Der Mieter einer Wohnung in der Innenstadt hat damit zu rechnen, dass es im weiteren und näheren Umfeld seiner Wohnung – etwa durch Neubau, Umbau oder Sanierung von Gebäuden, Straßen o.ä., durch Wechsel oder Zuzug von neuen (gewerbetreibenden) Nachbarn etc. – zu Veränderungen kommt, die sich auf die Mietsache nachteilig auswirken können (LG Berlin, Urteil vom 27. September 2011 – 63 S 641/10 –, Rn. 26, juris). Die Rheinstraße, in der die streitgegenständliche Wohnung gelegen ist, ist eine innerstädtische Hauptstraße. Kurz nach dem Haus, in dem sich die streitgegenständliche Wohnung befindet, beginnt die große durch Gewerbe geprägte Einkaufsstraße, die Schlossstraße. Dort befindet sich – wie auch an dem Ende der Straße, in der die streitgegenständliche Wohnung liegt, gerichtsbekannt nahezu lückenlos im Erdgeschoss Gewerbe, von welchem Immissionen ausgehen. Dies wird auch aus den durch die Beklagten eingereichten Bilder deutlich.

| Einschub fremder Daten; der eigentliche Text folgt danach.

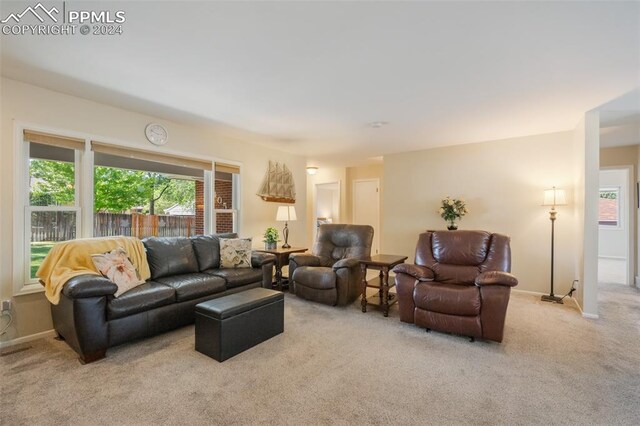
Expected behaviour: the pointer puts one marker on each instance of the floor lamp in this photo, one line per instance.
(553, 197)
(285, 214)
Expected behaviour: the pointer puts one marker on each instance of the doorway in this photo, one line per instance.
(615, 227)
(366, 207)
(327, 209)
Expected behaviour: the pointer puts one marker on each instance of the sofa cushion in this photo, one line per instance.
(169, 256)
(318, 277)
(452, 299)
(235, 252)
(207, 249)
(192, 286)
(139, 299)
(117, 267)
(460, 248)
(236, 277)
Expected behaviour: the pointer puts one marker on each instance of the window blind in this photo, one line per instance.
(140, 154)
(227, 168)
(53, 140)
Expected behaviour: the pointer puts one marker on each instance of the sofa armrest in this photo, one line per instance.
(496, 278)
(88, 285)
(259, 259)
(421, 273)
(349, 262)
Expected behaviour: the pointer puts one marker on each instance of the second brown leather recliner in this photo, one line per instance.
(460, 283)
(332, 274)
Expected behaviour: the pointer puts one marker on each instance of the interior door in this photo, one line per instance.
(366, 207)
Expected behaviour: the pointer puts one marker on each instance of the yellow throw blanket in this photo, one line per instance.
(72, 258)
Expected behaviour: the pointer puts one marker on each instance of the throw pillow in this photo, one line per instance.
(117, 267)
(235, 252)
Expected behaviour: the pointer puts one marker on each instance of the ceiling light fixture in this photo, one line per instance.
(378, 124)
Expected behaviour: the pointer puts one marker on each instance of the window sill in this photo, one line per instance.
(29, 289)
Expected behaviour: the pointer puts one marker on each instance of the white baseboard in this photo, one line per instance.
(29, 338)
(613, 257)
(532, 293)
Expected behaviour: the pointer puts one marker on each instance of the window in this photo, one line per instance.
(226, 184)
(609, 207)
(52, 208)
(145, 194)
(67, 192)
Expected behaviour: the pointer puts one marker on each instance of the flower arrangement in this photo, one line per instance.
(452, 209)
(270, 236)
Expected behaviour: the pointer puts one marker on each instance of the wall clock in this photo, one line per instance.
(156, 134)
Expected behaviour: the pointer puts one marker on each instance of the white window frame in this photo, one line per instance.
(23, 283)
(84, 193)
(618, 191)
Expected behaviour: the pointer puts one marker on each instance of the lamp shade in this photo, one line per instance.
(286, 214)
(555, 197)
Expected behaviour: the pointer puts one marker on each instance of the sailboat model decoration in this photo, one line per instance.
(278, 185)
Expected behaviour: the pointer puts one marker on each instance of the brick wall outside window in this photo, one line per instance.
(199, 207)
(224, 194)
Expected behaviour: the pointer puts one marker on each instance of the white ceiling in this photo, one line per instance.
(619, 128)
(310, 76)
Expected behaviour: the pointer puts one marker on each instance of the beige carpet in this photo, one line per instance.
(340, 366)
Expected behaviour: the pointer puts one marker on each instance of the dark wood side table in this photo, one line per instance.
(382, 263)
(282, 258)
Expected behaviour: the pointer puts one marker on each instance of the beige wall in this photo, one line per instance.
(363, 172)
(324, 175)
(502, 182)
(29, 104)
(619, 156)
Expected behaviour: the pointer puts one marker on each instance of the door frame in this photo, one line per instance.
(315, 205)
(376, 235)
(633, 214)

Unstreitig war auch bereits bei Abschluss des Mietvertrags im Erdgeschoss des streitgegenständlichen Hauses ein anderer Gewerbebetrieb vorhanden.

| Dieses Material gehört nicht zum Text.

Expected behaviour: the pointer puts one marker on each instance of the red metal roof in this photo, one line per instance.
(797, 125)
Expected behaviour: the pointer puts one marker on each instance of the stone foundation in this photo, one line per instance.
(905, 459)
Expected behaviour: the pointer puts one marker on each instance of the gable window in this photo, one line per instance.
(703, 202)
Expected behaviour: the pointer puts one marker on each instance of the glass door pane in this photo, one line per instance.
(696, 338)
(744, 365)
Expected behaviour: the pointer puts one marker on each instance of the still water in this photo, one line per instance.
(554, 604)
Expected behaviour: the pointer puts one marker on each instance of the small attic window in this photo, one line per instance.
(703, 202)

Auch ergibt sich nach dem Vortrag der Beklagten auch auf den Hinweis der Kammer vom 08.03.2016 nach Maßgabe der vorstehenden Rechtsprechung kein ausreichend substantiierter Vortrag zu einer Gebrauchsbeeinträchtigung durch den Shisha-Dampf.

Eine Gesundheitsgefährdung durch den Shisha-Dampf im Freien ist nicht anzunehmen (BGH, Urt.v. 16. Januar 2015 – V ZR 110/14 –, juris) und wird von den Beklagten auch gar nicht geltend gemacht.

Soweit die Beklagten eine Beeinträchtigung des Mietgebrauchs durch den Shisha-Dampf geltend machen, beschränken sie sich erneut auf eine Beschreibung des Zustandes des Bar-Betriebs, tragen jedoch nichts durch die dadurch verursachte Gebrauchsbeeinträchtigung vor, was der Kammer die Schätzung einer Minderungsquote nach § 287 ZPO unmöglich macht. Zum einen fehlt es bereits an konkretem Vortrag zu Zeiträumen. Es ist nicht ersichtlich, welcher Zeitraum genau mit „Sommer“ und „Winter“ gemeint sein sollte, bzw. inwiefern eine veränderte Gebrauchsbeeinträchtigung aufgrund welcher veränderter Gebrauchsformen der Mietsache gegeben sein sollte, noch wann z.B. der Bar-Betrieb beginnt oder welche konkrete Gebrauchsbeeinträchtigung welcher Räume wann dadurch eintritt.

Der Anspruch auf Zinsen folgt aus den §§ 286, 288 BGB.

Die Kostenentscheidung beruht auf § 92 Abs. 1 ZPO.

Die Entscheidung zur Vollstreckbarkeit folgt aus den §§ 708 Nr. 10, 711, 713 ZPO.